Tout est pardonné

Par SHÂMSE
Notes de l’auteur : Même lorsque la maladie d'Alzheimer est sévère, le comportement peut nous faire passer un message.

Ce soir, je reçois une femme en colère. Déjà au téléphone, on pouvait sentir un certain désarroi dans sa voix. C’est avec un ton exaspéré mais courtois, qu’elle me demande un rendez-vous urgent.

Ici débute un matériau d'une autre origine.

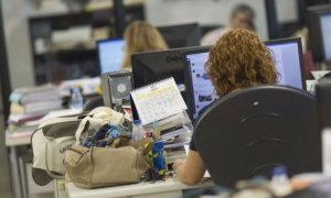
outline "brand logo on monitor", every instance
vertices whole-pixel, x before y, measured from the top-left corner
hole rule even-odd
[[[180,54],[177,55],[170,55],[166,57],[167,63],[169,62],[181,62],[182,61],[182,56]]]

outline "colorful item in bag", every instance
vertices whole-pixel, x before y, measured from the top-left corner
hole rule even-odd
[[[105,124],[92,136],[87,136],[82,145],[85,147],[105,147],[119,138],[131,138],[131,133],[122,125]]]
[[[152,175],[156,179],[162,179],[167,173],[167,158],[162,141],[154,142],[152,147]]]

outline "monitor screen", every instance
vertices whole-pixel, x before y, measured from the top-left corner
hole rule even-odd
[[[331,4],[308,8],[309,44],[316,62],[331,62]]]
[[[197,23],[158,28],[170,48],[199,46],[201,30]]]
[[[279,85],[306,89],[302,78],[300,38],[266,42],[276,61]],[[191,119],[195,120],[202,110],[217,99],[216,92],[205,70],[209,47],[183,52],[185,65],[186,102]]]
[[[324,51],[324,59],[330,62],[331,61],[331,12],[328,14],[322,14],[320,18],[321,23],[321,32],[322,32],[322,40],[323,40],[323,51]]]
[[[124,54],[124,40],[103,40],[97,42],[102,74],[120,70]]]
[[[185,50],[189,48],[132,54],[131,65],[135,88],[169,77],[173,77],[178,85],[184,84],[182,51]]]
[[[306,90],[300,38],[266,42],[279,73],[278,84]]]

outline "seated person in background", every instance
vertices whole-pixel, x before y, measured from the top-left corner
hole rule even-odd
[[[226,32],[212,47],[205,67],[220,97],[238,89],[273,85],[278,78],[270,51],[255,33],[245,29]],[[173,169],[184,184],[193,185],[202,179],[206,167],[195,148],[194,138],[186,160],[174,161]]]
[[[121,70],[131,70],[131,54],[168,48],[159,31],[143,21],[136,21],[129,24],[125,31],[124,38],[126,48]]]
[[[237,6],[232,11],[231,19],[229,19],[229,26],[220,28],[206,33],[201,38],[201,45],[203,46],[214,45],[216,41],[229,29],[242,28],[242,29],[255,31],[254,18],[255,18],[255,12],[250,7],[246,4]]]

J’ai senti son immense désespoir, raison pour laquelle j’ai accepté de la voir, le jour même, à la fin de mon service. Toutes les personnes que je reçois sont en détresse, et de ce fait en situation d’urgence. Malheureusement, la lenteur de la réponse administrative n’est pas toujours conforme à l’urgence sociale. Mais là, je ne sais pas pourquoi, une petite voix intérieure me pousse à agir vite. Lorsqu’on est assistante sociale, on finit par prendre de la distance vis-à-vis des histoires douloureuses qui nous sont exposées. C’est une obligation pour poursuivre ce métier. Et pour cause, les solutions apportées, sont rarement instantanées, et parfois, me font l’effet d’un pansement sur une jambe de bois. Il en faut dans ces cas, de la résilience, pour poursuivre une mission, qui ne permettra pas toujours d’avoir des réponses rapides et efficaces. Mais heureusement, notre expertise contribue à améliorer nettement un grand nombre de situations problématiques.

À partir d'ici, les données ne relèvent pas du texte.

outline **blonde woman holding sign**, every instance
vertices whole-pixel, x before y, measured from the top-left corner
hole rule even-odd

Avant de l’accueillir, j’observe cette dame, d’un âge mûr, élégante, avec une certaine noblesse dans sa posture. Seules ses mains trahissent son impatience. Elles sont posées sur ses cuisses, comme pour les soustraire au regard d’autrui. Les doigts enchevêtrés, les pouces sur le dessus, passant nerveusement tour à tour l’un sur l’autre. Je ne l’ai jamais vue auparavant, et son nom (Maryse K.) n’est associé à aucun dossier que je connaisse. Dès qu’elle me voit, elle se lève d’un bond, et s’avance vers moi, la main droite en avant pour me saluer. Elle serait presque prête à m’exposer la situation dans la salle d’attente, tellement elle est impatiente. Ses lèvres s’étirent en un joli sourire poli, son regard exprime une mystérieuse inquiétude. Je l’invite à prendre place en face de moi. Maryse, qui était si pressée de m’exposer son problème, semble tout à coup se raviser, hésiter, chercher ses mots. Elle se mord la lèvre inférieure, prend une grande inspiration, et le seul mot qui sort de sa bouche est : « Ange ».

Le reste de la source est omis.